Next month our third class of EM residents will start and we’ll have attained a full complement of emergency medicine residents, taking another step in our transformation from a purely service focused organization to a department delivering service and education while undertaking scholarly activities.
As I write this column the transformation comes to mind since we’ve just distributed our semi-annual profit-sharing and incentive payments, based as in the past on measurable clinical, academic, administrative productivity and my subjective evaluation of the individual physician’s contributions to the department. One quarter of the profit-sharing “pot” attributable to each factor. (I’m describing only our profit-sharing plan and not our base compensation plan which is that of hospital employed physicians.)
The residency program has imposed its own demands on practice earnings, though we’re not a medical school and thus pay no “dean’s tax.” I had agreed long ago when contracting with the hospital, that the faculty practice would support certain aspects of the residency in lieu of a dean’s tax. That agreement and the steadily increasing pressure on revenues all of us in medical practice have experienced over the years have appropriately raised staff concerns about profit-sharing income.
This month and next I’m going to describe our department’s efforts at improving financial performance while broadening the group members’ understanding of practice finances and fulfilling our educational mission. This month I’ll focus mostly on our billing improvement and educational efforts. Next month I’ll share some early thoughts about transforming our incentive program in keeping with the transformation of our department.
Recently, several outspoken physicians have worked on improving our charting quality as a first step to improving our revenues. We long ago had implemented straight-forward, housekeeping improvements: assuring charts were completed and signed, making sure we didn’t lose charts for billing, confirming that updates of insurance information to the hospital were shared with the practice. These and other best practices have been taught by many and I won’t review them here.

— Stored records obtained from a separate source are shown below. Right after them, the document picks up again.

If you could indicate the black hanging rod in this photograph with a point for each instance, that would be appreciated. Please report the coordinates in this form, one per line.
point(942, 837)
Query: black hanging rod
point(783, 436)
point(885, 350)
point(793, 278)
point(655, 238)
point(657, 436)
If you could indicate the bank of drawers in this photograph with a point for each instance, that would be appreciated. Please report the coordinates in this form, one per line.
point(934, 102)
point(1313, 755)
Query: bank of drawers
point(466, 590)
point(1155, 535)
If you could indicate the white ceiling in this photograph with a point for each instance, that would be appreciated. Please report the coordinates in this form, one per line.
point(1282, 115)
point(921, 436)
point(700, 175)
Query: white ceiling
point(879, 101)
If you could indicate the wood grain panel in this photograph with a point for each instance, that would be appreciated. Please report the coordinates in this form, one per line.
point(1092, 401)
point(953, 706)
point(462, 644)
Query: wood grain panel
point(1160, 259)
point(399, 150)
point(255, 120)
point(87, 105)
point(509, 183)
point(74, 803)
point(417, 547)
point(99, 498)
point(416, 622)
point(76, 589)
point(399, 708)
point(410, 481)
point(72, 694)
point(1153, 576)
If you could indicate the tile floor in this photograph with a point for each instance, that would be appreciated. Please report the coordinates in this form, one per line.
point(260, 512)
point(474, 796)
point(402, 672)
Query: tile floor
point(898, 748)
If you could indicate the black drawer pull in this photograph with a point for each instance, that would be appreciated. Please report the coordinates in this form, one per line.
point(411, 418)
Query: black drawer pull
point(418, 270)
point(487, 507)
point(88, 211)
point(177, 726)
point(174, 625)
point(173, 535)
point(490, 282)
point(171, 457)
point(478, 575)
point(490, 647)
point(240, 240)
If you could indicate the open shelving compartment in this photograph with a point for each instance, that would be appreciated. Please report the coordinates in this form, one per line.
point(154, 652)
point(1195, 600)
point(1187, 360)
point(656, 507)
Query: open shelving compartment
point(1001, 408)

What’s new is our giving of near real time feedback to our physicians regarding the completeness of their charts. Though the value of regular feedback is obvious to all, making it happen can be a challenge with emergency physicians working shifts—coming and going each on his/her own schedule. In the era of paper charts and given realistic concerns regarding billing practices it had been impossible for us to accomplish. However, more recently our electronic medical record and the hospital’s virtual private network have permitted our staff to logon from home to complete their charts. One of our physician staff built a web based application that our coders use to send email to each physician about their incomplete charts and that tracks the physician’s completion of these incomplete charts as appropriate. Not all charts are appropriate for completion.
In consultation with hospital compliance and legal staff and discussion with several professional EM chart coding companies, we decided that only charts missing entire sections: history of present illness, past medical/surgical history, social history, family history, review of systems or physical examination would be referred for completion. Charts that addressed each area but appeared to our coders as lacking usual documentation would be referred for “educational review” but no expectation of chart completion would attach to the referral and coding and billing would be based on the original chart. We set a 72 hour limit on the physician’s response to the request. After 72 hours, even woefully incomplete charts are coded as-is.
Through this feedback and education process, coupled with attention to our coders’ training we’ve seen a reduction in incomplete charts and a general improvement (measured as RVUs/patient) in charting quality. It’s no surprise that some physicians have shown greater improvement than others. We anticipate revenue improvements as these early charting improvements translate into higher charges.
I’m sure you’re equally enthusiastic for improving collections, but not everyone has an electronic medical record and a hospital supported virtual private network. Yet, everyone does have colleagues who are not as preoccupied as you are. Engaging them in solving your revenue problem makes all the difference. It’s not merely a matter of demanding the behavior change; rather you want others invested in making the behavior change across all group members and make the change stick.
Supporting those junior colleagues requires both structure and constant mentoring from you. For a structure, I’ve created a faculty practice finance committee that will I expect develop further improvement ideas. For mentoring, I’ve offered my time and unfettered access to the semi-annual accounting of the practice plan’s revenues and expenses—though individual physician’s compensation will be available only in aggregate. I’ve also just ordered them each a copy of a book I first mentioned in my May 2000 column: Fisher and Sharp: Getting It Done: How to Lead When You’re Not in Charge. HarperBusiness, 1999; ISBN: 0887309585
With these efforts I expect that our team will not only develop solutions, but will bring others in the group in so as to improve upon the solutions the committee itself develops. Next month I’ll discuss how our group, now engaged in both clinical service and residency teaching might go about developing a profit-sharing plan that suits all medical staff even though physicians’ activities differ.